Die Christusfigur von Bernd Schmidt-Pfeil in Glonn ist Sinnbild der neuzeitlichen Passion

Von Rita Baedeker, Glonn

Mit einem schäbigen Mantel, der aus der Kleiderkammer einer Kaserne stammen könnte, ausgelatschten Turnschuhen und einer Dornenkrone aus Kabeln hat der gekreuzigte Jesus des Künstlers Bernd Schmidt-Pfeil auf den ersten Blick kaum etwas mit der Figur des ans Kreuz geschlagenen Christus zu tun. Die Attribute dieses in seiner verlotterten Anmut berührenden Heilands der Clochards gehören nicht zum ikonografischen Kanon, sondern sind Sinnbilder des 20. und 21. Jahrhunderts.
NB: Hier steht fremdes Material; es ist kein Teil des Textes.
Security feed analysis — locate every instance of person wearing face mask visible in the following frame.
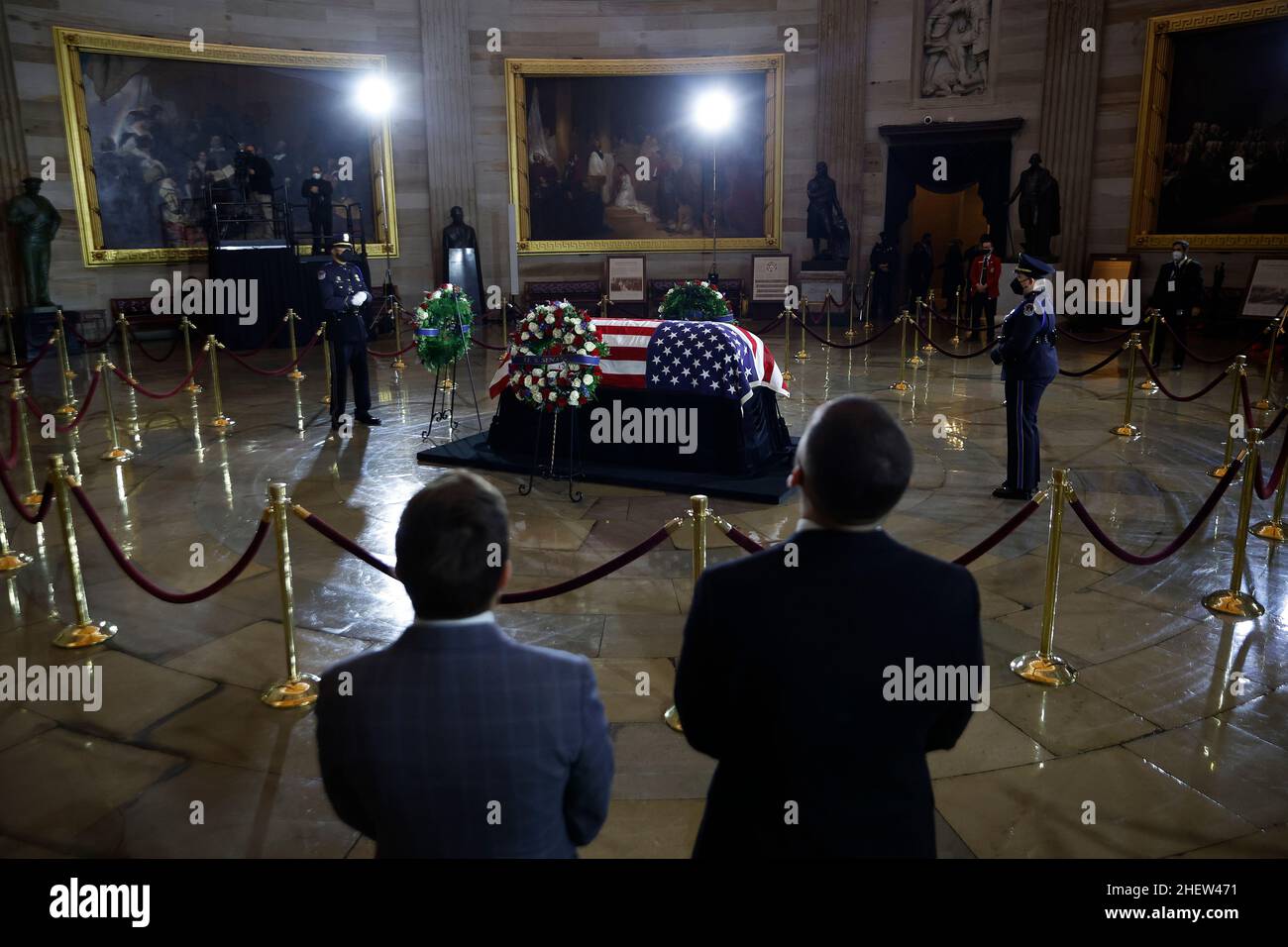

Dieser Christus ist gekleidet wie ein normaler Bürger, abgetragen wirken die Jeans, Mühsal und Leid spiegeln sich im Antlitz des Gekreuzigten, das sich Schmidt-Pfeil von dem 2013 verstorbenen Schauspieler Thomas Holtzmann "geborgt" hat. "Holtzmann hat mir gestattet, sein Gesicht abzuformen und für diese Skulptur zu verwenden", berichtet der Künstler, der auch in den Münchner Kammerspielen schon ausgestellt hat. Bernd Schmidt-Pfeil lebt in Haar und hat auf dem Reitsberger Hof in Vaterstetten sein Atelier. Zur Kirche in Glonn transportiert wurden die lebensgroßen Figuren auf einem von Georg Reitsberger zur Verfügung gestellten Traktor.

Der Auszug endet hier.